TIM: It is interesting to note that Islam has come up twice now in Maher’s show and not one Muslim was given space to address the issue or provide an articulate response to the concern.  This is largely the case across the media where the narrative of demonization is played widely.  Where’s the responsibility?

CW:    There are a variety of different distinguish Islamic thinkers, and voices and figures. Who need to be not only at the edges but at the center of this discussion, you know what I mean? I would give up my seat in a minute to an Islamic voice that would be talking about you know, freedom and democracy and equality, as it relates to the very rich and complicated Islamic tradition.

TIM:  Do you think this is a structural problem within the country [for this exclusion] that is an inevitable outcome of imperial presence overseas?  Is it the media?

CW:   I think the media bares a lot of responsibility for this and unfortunately much of the media, not all, you can see the Amy Goodman and some other shows but so much media’s market-driven.

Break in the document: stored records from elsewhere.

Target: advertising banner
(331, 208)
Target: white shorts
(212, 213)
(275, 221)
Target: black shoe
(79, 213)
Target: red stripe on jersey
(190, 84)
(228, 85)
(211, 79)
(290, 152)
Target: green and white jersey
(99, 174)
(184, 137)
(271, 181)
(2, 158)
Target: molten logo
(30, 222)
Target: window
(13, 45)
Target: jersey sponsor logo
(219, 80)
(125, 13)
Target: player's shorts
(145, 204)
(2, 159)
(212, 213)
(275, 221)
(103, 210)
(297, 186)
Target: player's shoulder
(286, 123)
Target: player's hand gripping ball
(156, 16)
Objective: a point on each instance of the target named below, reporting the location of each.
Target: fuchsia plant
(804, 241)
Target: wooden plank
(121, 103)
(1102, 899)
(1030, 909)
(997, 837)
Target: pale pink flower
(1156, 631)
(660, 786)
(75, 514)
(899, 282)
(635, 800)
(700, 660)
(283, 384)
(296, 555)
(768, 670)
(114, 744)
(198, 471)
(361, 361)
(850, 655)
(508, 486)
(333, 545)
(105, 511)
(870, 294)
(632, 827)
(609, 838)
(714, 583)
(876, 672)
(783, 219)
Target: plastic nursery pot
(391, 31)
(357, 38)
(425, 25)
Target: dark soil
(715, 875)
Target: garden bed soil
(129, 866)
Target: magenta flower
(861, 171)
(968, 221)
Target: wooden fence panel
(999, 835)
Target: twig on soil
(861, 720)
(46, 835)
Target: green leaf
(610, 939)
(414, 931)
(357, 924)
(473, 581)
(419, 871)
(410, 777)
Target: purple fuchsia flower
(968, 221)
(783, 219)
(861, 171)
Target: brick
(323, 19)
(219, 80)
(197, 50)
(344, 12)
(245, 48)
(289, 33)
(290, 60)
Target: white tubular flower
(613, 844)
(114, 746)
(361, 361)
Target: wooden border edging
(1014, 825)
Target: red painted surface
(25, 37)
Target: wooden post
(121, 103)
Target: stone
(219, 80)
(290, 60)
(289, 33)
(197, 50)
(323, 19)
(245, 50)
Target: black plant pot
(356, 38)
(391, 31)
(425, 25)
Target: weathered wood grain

You know, to the degree to which the Muslims are constituency who watch TV, who pay – who buy products and advertisers want to sell. Once that becomes even stronger then lo behold, you have more weight and leverage in terms of who’s actually on. I mean, this is neoliberal capitalist society that we live in, it’s ruled by the money and big money.

TIM:   Are you noticing the trends of those who are standing up for saying this kind of logic is just not right, you have yourself, Ben Affleck, hollywood actor, are you noticing that trend on those voices who are coming up for, Muslims aside, standing up for Islam and those who are building their case against it? How would you categorize them?

CW:   Well, I will tell you, I mean, I have a number of non-Muslim brothers, there is about scholars who come up to me and say, we so deeply appreciate what you are saying, of course, your concern about what is true and just in Islamic tradition can be a force for good or force for evil, just like Christianity, Judaism and the other. And when brother Bill Maher says to me, well, of course, what ISIS and what Al-Qaeda, were at a moment where Islam poses more of a threat than Christianity. More of a threat than Judaism or whatever. You say, it is relative to the context, you see in Gaza, it’s fundamentally Judaism and Judaism as a force for occupation, that in the context of the US form policy as related to Syria.  Yeah, we all agree, ISIS is genocidal and fascism and barbaric, in fact they kill more Muslim brothers and sisters and non-Muslims actually, so at that point, it’s more or less spiritual issue that cuts within the Muslim world, as well as a Muslim and non-Muslim distinctions. But in another parts of the world, you know, in India, it’s still a caste question, with our precious Dalit brother and sisters. It’s Hinduism and fundamental is Hinduism, that’s a force for subordination and domination. So, it depends what your context actually is and you have to be able to keep track of the truth. I mean, as I said before, there is a the in what, Brother Bill Maher is saying in terms a religion as a forceful domination. Of course, we all agree with that. It’s just, you can’t be so narrow and exclusivistic in viewing it as somehow it cannot be of force, and it was a major force for good.

TIM:  Last question on Bill Maher. What do you think his end game?  Why is Maher pursuing this line of reasoning so much?

CW: I think the fundamental motivation of my dear brother Bill Maher is, he wants to point out the hypocrisy, of secular liberals who he thinks don’t want to be more explicit about Islam as a force for subordination. I mean the irony is, you got a whole lot of liberals who talk their way, whole lot of Neoliberals that will talk that way. But for him within the left, he sees leftist who don’t want to come out and talk about, just how you know, ugly the deeds of ISIS and so forth, are they want to engage critiques of American empire and what have you. And I think that’s his fundamental thing, he wants to point out that hypocrisy among the left. And yet, you know, in the end, we have to be concerned about truth and concerned about justice, and I am really concerned about how do we deepen and expand prophetic thought and prophetic deeds in the Islamic tradition because it has a history of it, and it’s a matter of continuing – continuing to build on it.